What is an LLC? Do I want one for my small business? Do I need an LLC in my particular state? Do I want an LLC if I am using my home state as the filing entity? All of these questions will be answered here and more.
First, we will discuss what an LLC is. An LLC is a Limited Liability Company registered with the appropriate state. It allows for the sharing of a single type of tax liability (the tax liability on the shares of stock in the industry ) between the company and the owner (the person who started the LLC). If you’re submitting a Change of Address, this may change your business’ LLC status.

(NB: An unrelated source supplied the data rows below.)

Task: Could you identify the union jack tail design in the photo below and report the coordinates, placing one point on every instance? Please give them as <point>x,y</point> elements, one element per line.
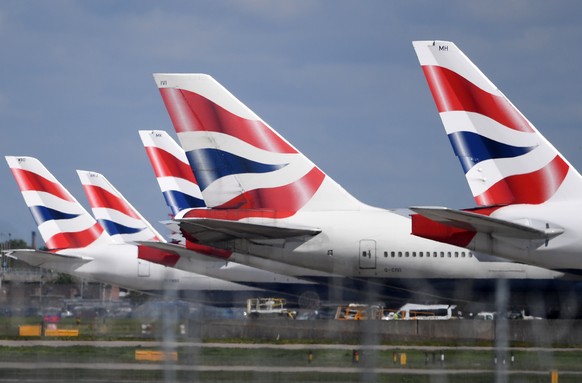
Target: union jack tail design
<point>62,222</point>
<point>115,214</point>
<point>240,162</point>
<point>173,172</point>
<point>505,159</point>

Do I need an LLC for my business? If your business grows significantly and your daily work requires a great deal of driving, you might want to consider an LLC. An LLC can help protect your own assets while also protecting your business assets from those of your competitors. If you file a Change of Address, your address and contact information will become the responsibility of your LLC, not your private residence.
Do I need an LLC if my condition doesn’t require one? Most states won’t require an LLC. Your accountant will be able to assist you in determining if you want one based on the type of business you have and your particular state’s laws. Some countries allow for one or partial incorporation of a business. Other states require you to form a real LLC.
Do I need a Registered Agent for my LLC? An LLC is also another entity from your personal residence. For your LLC to have its own separate legal and fiscal documents, you will need to appoint a Registered Agent. In some cases, it’s the Registered Agent that will be responsible for the maintenance and filing of all of the LLC’s documents. In other states, the Secretary of State will manage these filings.
Do I need a lawyer for my LLC? Like any legal formation, it’s very important that any individuals connected with your LLC are trustworthy and qualified. In case you have children or a spouse, you will need an lawyer to assist you complete the forms and register the name of your organization, as well as any alterations (name changes). While the most common reasons to form an LLC are to avoid state taxes and comply with tax laws, obtaining a registered agent and a qualified attorney also allows you to secure your personal interests while still being able to operate your business peacefully.
Do I need an accountant for my LLC? Running an LLC is a really complex and intricate task, and it requires the eye of a qualified accountant. When you file your papers with your state’s Secretary of State, he or she will supply you with a detailed list of who is authorized to make changes and who’s responsible for completing them. While this sounds useful, many accountants aren’t qualified to handle the intricate task of incorporating a business. The Secretary of State also has specific rules about who can represent the LLC, when filings are to be made, how they should be finished, and what fees are required.
Do I need an accountant for my LLC? It is dependent upon your state’s laws. Most states allow a sole proprietorship to incorporate as an LLC, but you have to incorporate as a company first, before it is possible to incorporate as an LLC. Regardless of the type of business you are in, you want a qualified individual that will assist you create the necessary Articles of Organization, register the name of your LLC, and maintain the books.